キャンピングカーにも対応したオートリゾート滝野(国土交通省北海道開発局HPより)

 そして、北海道発のオートリゾートネットワークは道外にも波及し、建設省(現在の国土交通省)の都市公園補助制度などの後押しもあり、オートキャンプ場の整備が全国的に進みました。また、一方では、国内のキャンピングカー保有台数も、1988年時点で約1万6千台にすぎなかったのが、2018年には11万台を越え、さらには専門のレンタカー会社ができるなど、そのニーズは高まっています。

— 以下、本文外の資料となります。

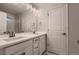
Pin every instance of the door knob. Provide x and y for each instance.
(63, 33)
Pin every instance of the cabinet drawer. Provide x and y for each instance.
(36, 51)
(36, 42)
(26, 51)
(18, 47)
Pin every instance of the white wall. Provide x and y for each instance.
(73, 28)
(3, 22)
(10, 22)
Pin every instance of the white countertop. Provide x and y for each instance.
(25, 36)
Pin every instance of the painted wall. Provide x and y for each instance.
(10, 22)
(27, 20)
(73, 28)
(3, 22)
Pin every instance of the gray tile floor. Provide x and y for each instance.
(49, 53)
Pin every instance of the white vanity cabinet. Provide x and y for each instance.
(36, 46)
(32, 46)
(19, 49)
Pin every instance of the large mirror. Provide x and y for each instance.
(14, 16)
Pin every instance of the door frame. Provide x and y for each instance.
(65, 5)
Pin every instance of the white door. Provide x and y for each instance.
(58, 31)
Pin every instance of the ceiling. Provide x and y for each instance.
(15, 8)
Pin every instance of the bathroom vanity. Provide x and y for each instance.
(23, 44)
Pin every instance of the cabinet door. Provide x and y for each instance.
(42, 45)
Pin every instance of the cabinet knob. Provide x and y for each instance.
(63, 33)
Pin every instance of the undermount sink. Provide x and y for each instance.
(12, 38)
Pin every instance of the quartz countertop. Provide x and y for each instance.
(25, 37)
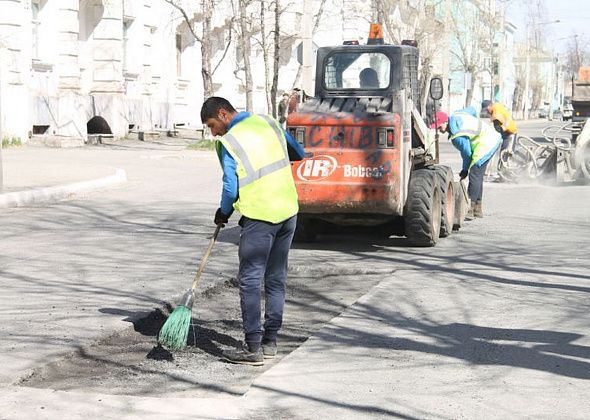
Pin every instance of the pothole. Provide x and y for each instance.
(130, 363)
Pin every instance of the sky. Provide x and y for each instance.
(574, 15)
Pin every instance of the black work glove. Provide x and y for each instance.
(220, 218)
(498, 126)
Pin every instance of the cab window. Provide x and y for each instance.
(359, 70)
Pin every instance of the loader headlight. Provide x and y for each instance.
(385, 138)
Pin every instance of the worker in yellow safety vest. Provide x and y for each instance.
(503, 122)
(477, 142)
(255, 153)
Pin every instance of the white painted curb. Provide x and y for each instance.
(53, 194)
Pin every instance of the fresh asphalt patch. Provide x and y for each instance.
(130, 362)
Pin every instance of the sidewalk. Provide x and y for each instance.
(445, 336)
(31, 177)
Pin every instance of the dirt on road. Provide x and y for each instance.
(130, 363)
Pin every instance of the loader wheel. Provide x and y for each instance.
(447, 194)
(423, 208)
(461, 205)
(304, 232)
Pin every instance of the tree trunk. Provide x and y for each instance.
(206, 49)
(469, 96)
(425, 76)
(276, 62)
(265, 55)
(245, 45)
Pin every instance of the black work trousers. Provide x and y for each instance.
(475, 188)
(263, 253)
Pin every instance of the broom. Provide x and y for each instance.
(174, 332)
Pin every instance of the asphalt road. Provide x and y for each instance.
(493, 320)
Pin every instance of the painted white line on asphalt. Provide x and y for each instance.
(53, 194)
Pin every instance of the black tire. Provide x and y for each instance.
(423, 208)
(460, 207)
(304, 232)
(447, 195)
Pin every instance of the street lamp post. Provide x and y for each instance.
(527, 69)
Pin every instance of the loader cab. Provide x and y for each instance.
(373, 71)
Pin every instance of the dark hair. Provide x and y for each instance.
(212, 105)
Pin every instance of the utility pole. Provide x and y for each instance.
(526, 104)
(2, 61)
(307, 46)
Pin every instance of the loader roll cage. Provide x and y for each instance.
(339, 73)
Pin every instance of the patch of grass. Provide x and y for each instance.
(11, 141)
(204, 144)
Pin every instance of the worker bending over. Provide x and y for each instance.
(477, 142)
(254, 154)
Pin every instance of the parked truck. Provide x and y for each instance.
(371, 159)
(580, 101)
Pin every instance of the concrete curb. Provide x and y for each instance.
(60, 192)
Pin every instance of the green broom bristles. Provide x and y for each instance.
(174, 332)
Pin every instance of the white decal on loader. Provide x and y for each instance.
(359, 171)
(316, 169)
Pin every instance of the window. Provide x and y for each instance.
(358, 70)
(36, 23)
(178, 55)
(126, 44)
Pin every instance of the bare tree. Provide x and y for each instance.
(419, 24)
(471, 31)
(204, 37)
(577, 54)
(245, 32)
(316, 24)
(270, 50)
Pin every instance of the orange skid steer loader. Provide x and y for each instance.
(369, 157)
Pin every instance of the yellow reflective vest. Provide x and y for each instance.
(500, 113)
(483, 138)
(266, 190)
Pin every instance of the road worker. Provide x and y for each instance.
(255, 152)
(477, 142)
(506, 126)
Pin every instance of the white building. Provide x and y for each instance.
(135, 63)
(66, 61)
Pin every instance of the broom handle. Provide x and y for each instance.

 次に取り上げたいのは、「シーニックバイウェイ北海道」です。
“シーニックバイウェイ”とは、景観(Scene)の形容詞シ―ニック(Scenic)と脇道・寄り道を意味するバイウェイ(Byway)を組み合わせた言葉で、地域と行政が連携し、景観や自然環境に配慮し、地域の魅力を道でつなぎながら個性的な地域、美しい環境づくりを目指す施策として米国で始まったとのことです。
 そして、「シーニックバイウェイ北海道」は、北海道開発局がこの米国の事例を参考に北海道にあった仕組みを考えて、平成17年度(2005年度)にスタートしたもので、北は稚内、南は函館まで全道で13ルート(2019年12月現在)が指定されています。北海道発のこのプロジェクトも国土交通省の「日本風景街道(Scenic Byway Japan)」という全国展開の施策に発展し、平成19年(2007年)から登録が始まりました。
 昨今、海外旅行者のレンタカー利用も増加し、北海道は益々ドライブ観光のメッカとしての地位を確立しつつありますが、「シーニックバイウェイ北海道」指定ルートで地元の活動団体により行われている植栽による花ロードづくりや沿道の清掃活動、地域を紹介する各種ツアーやイベントなどの様々な活動は、それに大きく貢献していると言えるでしょう。

シーニックバイウェイ北海道推進協議会の活動状況

 北海道の魅力を引き出す舞台として、道路にはまだまだ秘められたポテンシャルがあるような気がします。
 これまでも全国に先駆けたアイディアでフロントランナーになってきたように、叡智を集めて楽しい道づくりの新たな一歩を開いていきたいものです。